Коваль натянул одеяло до самого подбородка, вспотевшей ладонью сжимал пистолет. Прислушивался к голосам на кухне и крикам, доносившимся из деревни. Он уже догадался, какие солдаты сюда наведались. Дверь распахнулась внезапно, он даже вздрогнул. Сначала увидел ствол автомата, затем высокого мужчину.

— Кто это? — Солдат повернул голову в сторону Клоса.

— Брат жены.

— Спит?

— Приболел что-то…

— Что у него?

— Похоже, что тиф, — ответил Клос. — Врача бы надо, либо в больницу отвезти, да коня вот у меня нет.

— Что ж это зарос так?

— Лежит уже третью неделю. Слабый очень, я не трогаю его.

— Я уже болел тифом, меня не возьмет, — встрял в разговор молодой конопатый парень. — Могу его осмотреть.

— Оставь, — высокий попятился к порогу, — черти б его побрали.

— Рассказывают, — не унимался молодой, — что по окрестностям бродит какой-то коммунист и людей бунтует. Может, это он?

— Плетешь неизвестно что, — взорвался высокий, — ты только глянь на него. Старикашка какой-то, вонючий нищий.

Дверь захлопнулась. Коваль открыл глаза и глубоко вздохнул. Нищий… Пусть будет по-вашему. Только теперь он почувствовал, как одеревенела рука: настолько крепко пальцы сжимали рукоятку пистолета.

Клос принес самогон, сало, хозяйка жарила яичницу. Пили, громко хохотали. Расспрашивали Клоса, не видел ли красных из леса.

У Коваля уже не было сомнений, что эти трое были из НСЗ . Что их привело в деревню?

Болезнь мучила Коваля уже три недели. Привязалась она к нему совсем не вовремя. Всегда гордился тем, что никакая хворь его не брала. А теперь… Лихорадка била его нещадно. Приступ начинался обычно после полудня и продолжался до утра. Не было сил побриться и постричься. И вот сегодня борода и космы очень пригодились.

Галдеж на кухне становился все более громким и назойливым: пары самогона делали свое дело. Когда они наконец уберутся? Как долго ему еще придется их слушать, превозмогая слабость? А если заглянут еще раз? Наконец дождался тишины, а затем и Клоса.

— Ну как там? — спросил Коваль.

— От Когтя, сволочи, — вздохнул Клос. — Много их, с сотню. Обобрали всю деревню, буйствовали по хатам. Те, которые были здесь, — он кивнул головой в сторону кухни, — поверили во все.

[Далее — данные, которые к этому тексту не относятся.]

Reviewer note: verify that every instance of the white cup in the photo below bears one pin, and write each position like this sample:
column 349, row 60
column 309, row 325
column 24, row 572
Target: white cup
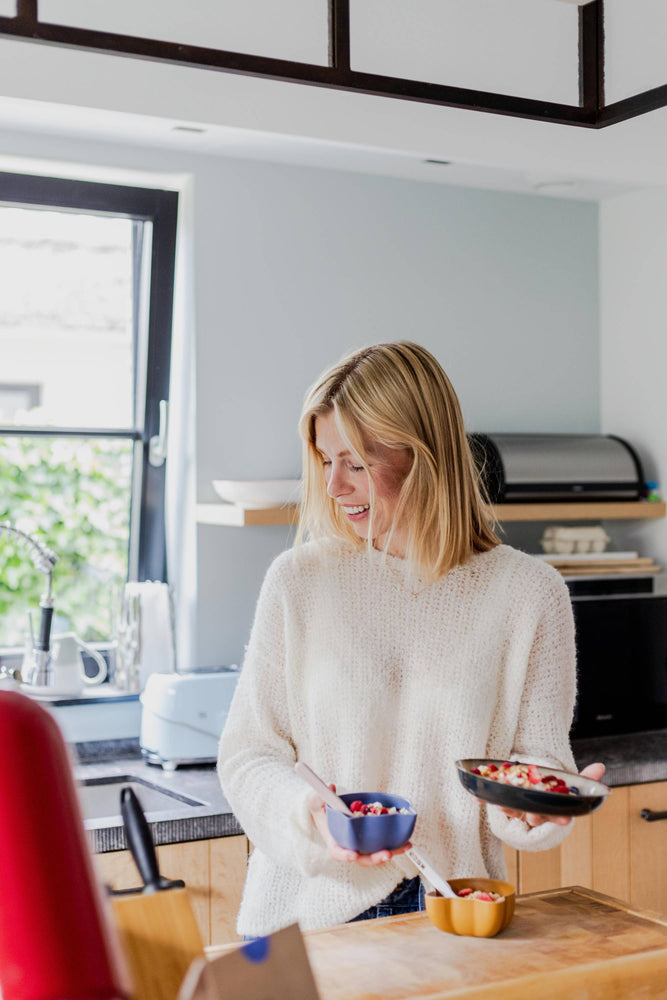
column 69, row 675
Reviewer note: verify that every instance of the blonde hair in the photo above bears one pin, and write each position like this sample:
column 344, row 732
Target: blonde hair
column 399, row 395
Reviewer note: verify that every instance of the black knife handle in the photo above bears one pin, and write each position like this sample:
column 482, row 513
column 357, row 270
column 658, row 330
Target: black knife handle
column 651, row 817
column 140, row 842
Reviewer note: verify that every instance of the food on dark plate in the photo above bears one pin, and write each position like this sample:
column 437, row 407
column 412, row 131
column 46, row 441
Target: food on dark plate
column 530, row 788
column 525, row 776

— Как обстановка в деревне? — нетерпеливо перебил его Коваль.

— Плохо, — вздохнул крестьянин, — очень плохо. Громек убит, забрали Малярека и Цвека. У Вуйчиков перебили посуду, избили людей.

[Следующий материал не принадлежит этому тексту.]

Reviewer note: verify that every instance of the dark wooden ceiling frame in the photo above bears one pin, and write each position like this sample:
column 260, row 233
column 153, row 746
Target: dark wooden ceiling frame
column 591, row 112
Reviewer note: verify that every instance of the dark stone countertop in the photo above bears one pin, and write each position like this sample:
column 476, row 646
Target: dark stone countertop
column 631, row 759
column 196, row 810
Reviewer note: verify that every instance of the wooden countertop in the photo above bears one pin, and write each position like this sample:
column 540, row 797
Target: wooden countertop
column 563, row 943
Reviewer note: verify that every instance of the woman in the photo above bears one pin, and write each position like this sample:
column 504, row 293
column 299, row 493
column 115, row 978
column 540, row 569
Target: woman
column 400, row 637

— Их привел кто-нибудь или сами пришли?

— Сами. Но шли уверенно и вели себя так, как будто они все знали.

— Они хотели ликвидировать ячейку и гарнизон, — медленно проговорил Матеуш.

— Боюсь, что вернутся, — сказал Клос. — С вами что-то надо делать. Может, пойдем в Могиляны? У Суйки вам будет безопаснее.

Тряслись в старой фурманке, Клос кнутом поторапливал коня. Только бы проскочить Едлиск. Немцев там было много, да и сторонников НСЗ среди жителей предостаточно и в имении и в деревне. Хозяева зажиточные, организацией руководил сын мельника Вельчиньский. Поэтому и людовцы , и коммунисты, и аковцы избегали эту деревню.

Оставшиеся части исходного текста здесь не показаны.